This project pursues a four-year research and education plan to develop a unified framework for distributed control with limited and potentially disrupted communication. This framework utilizes hybrid systems as the modeling tool of choice to combine physical continuous systems, event-based protocols, and real-time software. The project is focused on the specific needs of distributed control over communication networks. The algorithms developed are tested on two testbeds available at the University of California, Santa Barbara (UCSB): the ZEUS Surgical Robotic System and a wireless mobile robotic system.
The research pursues significant extensions of hybrid systems theory to address issues specific to distributed control and communication. In particular, the following fundamental issues are investigated: Development of a theory for infinite-dimensional and functional hybrid systems, which is needed to deal with (possibly varying) communication and computation delays. Extension of hybrid systems theory to a stochastic setting, capable of capturing noise, uncertainty and randomization present in most physical systems and in communication/scheduling protocols. Application to two existing test-beds of these extensions of hybrid systems theory, in order to understand the practical needs of distributed control over communication networks.
Broader impacts resulting from the project
This project aims at producing rigorous tools to analyze and design distributed control systems that are fully integrated with the communication networks that support them. The emphasis is in the design of systems that are provably correct by construction, minimizing the need for brute force a posteriori validation. The ultimate goal of this research is the design of control systems that are reliable in a realistic (thus not perfect) networked world.

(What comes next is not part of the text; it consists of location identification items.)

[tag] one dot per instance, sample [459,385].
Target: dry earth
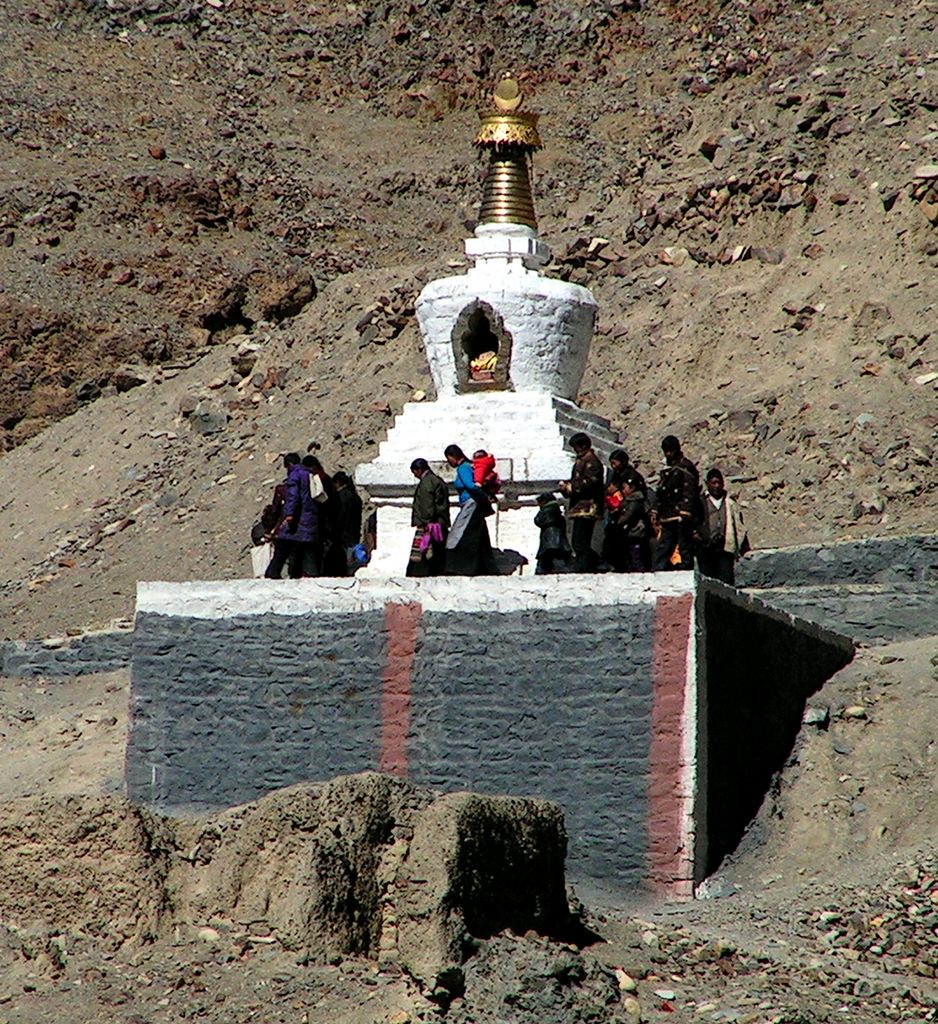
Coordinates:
[218,216]
[828,911]
[760,175]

The tools and technologies developed are applied to two testbeds: the ZEUS Surgical Robotic System and a wireless mobile robotic system based on ActivMedia's PIONEER-2 wheeled robot. These testbeds provide the practical validation of the fundamental research as well as demonstrate the role of hybrid systems as an enabling technology to areas such as medicine and biology; scientific and industrial sensing and control; and the support of experimental apparatus for science.
This project has a strong educational component. Aside from providing funding for students pursuing PhD programs, new courses are added to UCSB's curriculum in the area of hybrid control systems. These courses are interdisciplinary, aimed at students in the areas of control, communications, signal processing, mechanical, and chemical engineering. The intended audience consists of graduate students early in their MS and PhD programs or senior undergraduate students. To this effect (and to facilitate the enrollment of students in different departments) the courses are mostly self-contained with minimal prerequisites. Undergraduate education is specifically addressed through curricular changes to increase awareness towards hybrid dynamics as well as the development of experiments for the College of Engineering Interdisciplinary Control Engineering Laboratory (ICE Lab). By exposing the students to research, it is expected to enhance the transition to industry of the technologies developed and encourage students to develop the rigorous and analytical thinking required for success in scientific research and also in a professional career in electrical engineering.
All the results, including papers, reports, and software are available freely to the research community through the world-wide-web. The course materials (including lecture notes, homeworks, laboratory materials, etc.) are also freely available to the academic community.